In an open-loop groundwater heat pump (GHP) system, groundwater is extracted, run through a heat exchanger, and injected back into the ground, resulting in no mass balance changes to the flow system. Although the groundwater use is nonconsumptive, the withdrawal and injection of groundwater may cause negative hydraulic and thermal impacts to the flow system. Because GHPs are a relatively new technology and regulatory guidelines for determining environmental impacts for GHPs may not exist, consumptive-use metrics may need to be used for permit applications. For consumptive-use permits, a radius of influence is often used, which is defined as the radius beyond which hydraulic impacts to the system are considered negligible.
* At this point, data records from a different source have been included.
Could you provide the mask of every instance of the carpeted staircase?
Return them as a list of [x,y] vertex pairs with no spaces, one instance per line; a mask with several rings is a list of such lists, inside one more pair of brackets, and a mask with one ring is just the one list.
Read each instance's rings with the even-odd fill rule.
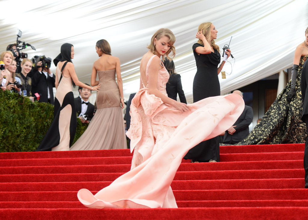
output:
[[[171,185],[178,209],[89,209],[129,170],[129,150],[0,153],[0,219],[307,219],[303,144],[221,146],[218,163],[183,160]],[[163,162],[162,161],[162,162]]]

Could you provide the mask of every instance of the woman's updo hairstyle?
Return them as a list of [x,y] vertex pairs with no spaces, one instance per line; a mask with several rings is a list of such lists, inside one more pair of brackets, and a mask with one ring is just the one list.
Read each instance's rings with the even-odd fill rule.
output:
[[158,40],[164,36],[166,36],[169,38],[169,41],[168,43],[170,45],[170,49],[164,54],[163,58],[166,57],[168,59],[171,59],[171,58],[169,57],[168,54],[171,51],[172,52],[172,57],[174,57],[175,56],[175,48],[173,45],[175,42],[175,36],[172,31],[168,28],[160,28],[156,31],[151,38],[151,42],[150,45],[148,45],[147,48],[150,51],[154,54],[158,55],[156,54],[155,45],[154,45],[154,39],[156,38],[156,40]]
[[96,46],[100,49],[102,52],[108,55],[111,55],[111,48],[108,42],[102,39],[96,42]]

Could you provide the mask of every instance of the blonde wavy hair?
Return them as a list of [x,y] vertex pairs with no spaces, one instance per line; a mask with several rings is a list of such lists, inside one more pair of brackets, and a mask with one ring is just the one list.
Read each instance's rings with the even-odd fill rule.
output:
[[11,62],[11,64],[12,62],[13,62],[13,60],[14,59],[14,55],[13,55],[13,53],[10,50],[4,51],[1,53],[1,54],[0,54],[0,60],[2,61],[3,61],[3,59],[4,58],[4,55],[5,55],[6,54],[8,54],[11,55],[11,57],[12,57],[12,61]]
[[23,65],[26,62],[30,62],[31,63],[31,65],[32,65],[32,61],[28,58],[25,58],[22,60],[22,61],[21,62],[21,64]]
[[[211,39],[211,25],[212,24],[211,22],[205,22],[201,24],[198,27],[198,32],[202,31],[202,33],[205,37],[206,40],[208,41]],[[200,39],[198,40],[197,43],[204,45],[203,42]],[[215,41],[214,39],[211,41],[211,46],[214,49],[219,51],[219,47],[215,44]]]
[[151,52],[155,55],[157,55],[156,52],[156,49],[155,45],[154,45],[154,39],[156,38],[156,40],[158,40],[164,36],[166,36],[169,38],[169,41],[168,43],[170,45],[170,49],[168,50],[166,53],[163,56],[163,58],[166,57],[168,59],[171,60],[171,58],[168,55],[172,51],[172,58],[175,56],[175,48],[173,46],[173,44],[175,42],[175,36],[172,33],[172,31],[168,28],[160,28],[155,33],[151,38],[151,42],[150,45],[148,45],[147,48],[148,48]]

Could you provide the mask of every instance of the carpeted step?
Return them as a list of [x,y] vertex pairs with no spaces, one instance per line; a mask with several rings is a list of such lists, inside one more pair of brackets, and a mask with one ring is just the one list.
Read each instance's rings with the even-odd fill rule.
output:
[[[178,171],[302,169],[302,160],[182,163]],[[0,167],[0,174],[126,172],[130,164],[33,166]]]
[[129,149],[0,153],[0,159],[132,156]]
[[[97,191],[91,191],[94,194]],[[305,189],[173,190],[176,200],[306,200]],[[78,201],[77,191],[0,192],[1,202]]]
[[[111,181],[51,182],[13,182],[0,183],[2,192],[78,191],[85,188],[99,191],[109,186]],[[171,186],[174,190],[198,190],[302,189],[305,185],[303,178],[174,180]]]
[[255,145],[221,146],[220,154],[245,154],[274,152],[304,152],[305,144],[259,144]]
[[[177,201],[179,208],[307,207],[308,200]],[[1,202],[2,209],[87,209],[78,202]]]
[[304,151],[237,154],[221,154],[221,162],[302,160]]
[[[178,209],[0,209],[0,218],[42,219],[305,219],[307,207],[232,207]],[[294,216],[294,214],[295,215]]]
[[129,149],[0,153],[0,219],[305,219],[304,146],[222,146],[221,162],[183,159],[171,184],[177,209],[78,201],[79,190],[95,193],[130,169]]
[[[251,153],[250,154],[221,154],[221,162],[233,161],[252,161],[271,160],[302,160],[304,152],[286,152],[272,153]],[[91,158],[55,158],[45,159],[22,159],[1,160],[2,166],[21,166],[77,165],[97,165],[103,164],[129,164],[132,157],[95,157]],[[190,162],[190,160],[182,160],[182,162]]]
[[[305,144],[221,146],[221,154],[303,152]],[[0,153],[0,159],[132,156],[129,149]]]
[[[97,165],[103,164],[131,164],[132,157],[77,158],[0,160],[1,166],[58,166]],[[183,163],[190,163],[190,160],[182,159]]]

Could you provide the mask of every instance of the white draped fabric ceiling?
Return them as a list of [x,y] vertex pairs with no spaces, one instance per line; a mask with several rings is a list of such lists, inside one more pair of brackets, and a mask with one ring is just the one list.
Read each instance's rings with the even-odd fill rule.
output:
[[[34,46],[22,51],[31,58],[53,59],[63,43],[74,45],[73,62],[79,80],[89,83],[98,58],[96,42],[108,41],[121,61],[124,96],[137,91],[139,64],[154,33],[171,30],[176,38],[176,70],[181,74],[188,101],[192,101],[196,71],[192,46],[201,23],[211,22],[218,31],[217,43],[229,43],[234,60],[232,73],[219,76],[221,94],[291,67],[294,51],[308,27],[307,0],[61,0],[0,1],[0,48],[20,40]],[[222,52],[221,51],[221,52]],[[230,64],[225,65],[227,74]],[[52,70],[55,72],[53,64]]]

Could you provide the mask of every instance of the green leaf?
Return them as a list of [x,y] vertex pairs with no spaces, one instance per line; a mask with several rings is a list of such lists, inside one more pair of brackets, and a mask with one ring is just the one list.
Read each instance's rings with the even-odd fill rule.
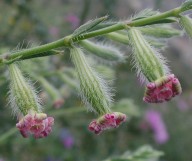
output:
[[127,151],[119,157],[109,158],[105,161],[149,161],[157,160],[163,154],[163,152],[154,150],[149,145],[144,145],[135,152]]
[[188,0],[181,5],[181,10],[186,11],[192,9],[192,0]]

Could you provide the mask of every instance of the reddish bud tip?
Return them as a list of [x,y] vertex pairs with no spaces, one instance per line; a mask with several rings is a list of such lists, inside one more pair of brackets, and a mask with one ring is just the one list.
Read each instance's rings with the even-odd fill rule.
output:
[[181,94],[179,80],[173,75],[162,77],[147,84],[143,101],[147,103],[161,103]]
[[31,134],[38,139],[48,136],[53,124],[54,118],[47,117],[44,113],[28,113],[16,124],[16,127],[24,138],[28,138]]

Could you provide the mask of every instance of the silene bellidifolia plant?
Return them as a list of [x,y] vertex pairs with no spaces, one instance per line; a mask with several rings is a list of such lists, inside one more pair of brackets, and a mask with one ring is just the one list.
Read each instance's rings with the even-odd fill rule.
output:
[[[31,81],[24,77],[22,68],[17,62],[56,55],[62,52],[59,50],[61,47],[68,48],[77,72],[79,86],[64,74],[60,76],[70,83],[72,88],[78,88],[88,110],[97,115],[88,129],[100,134],[106,129],[117,128],[126,121],[127,116],[111,109],[114,90],[95,70],[93,62],[89,61],[87,55],[91,53],[90,56],[107,63],[121,63],[126,57],[116,46],[121,44],[129,46],[132,49],[132,65],[141,83],[146,86],[143,101],[146,103],[169,101],[181,94],[182,88],[160,51],[165,48],[167,39],[183,33],[182,30],[173,28],[172,23],[179,23],[192,38],[192,19],[185,15],[185,11],[191,9],[192,0],[188,0],[180,7],[164,13],[145,9],[126,21],[112,22],[108,21],[108,16],[104,16],[88,21],[71,35],[57,41],[1,56],[0,63],[6,65],[9,70],[9,101],[13,114],[18,118],[16,127],[22,136],[27,138],[32,135],[36,139],[48,136],[52,131],[54,118],[42,112],[42,103],[37,92]],[[105,43],[89,40],[98,36],[103,36]],[[107,40],[115,41],[118,45],[107,43]],[[63,100],[55,88],[43,77],[38,77],[37,80],[55,99],[54,106],[61,106]]]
In this paper, the hydraulic radius of influence concept was examined using analytical and numerical methods for a nonconsumptive GHP system in southeastern Washington State. At this location, the primary hydraulic concerns were impacts to nearby contaminant plumes and a water supply well field. The results reported in this paper show that distance drawdown methods for both analytical and numerical methods were generally unsuitable because they overpredicted the influence of the well system. Particle tracking yielded more reasonable results because flow paths demonstrated the probable impact on the flow system. In particular, the use of a capture zone analysis was identified as the best method for determining potential changes in current contaminant plume trajectories, which could be performed with both analytical and numerical techniques. Capture zone analysis is a more quantitative and reliable tool for determining the radius of influence with a greater accuracy and better insight for a nonconsumptive GHP assessment.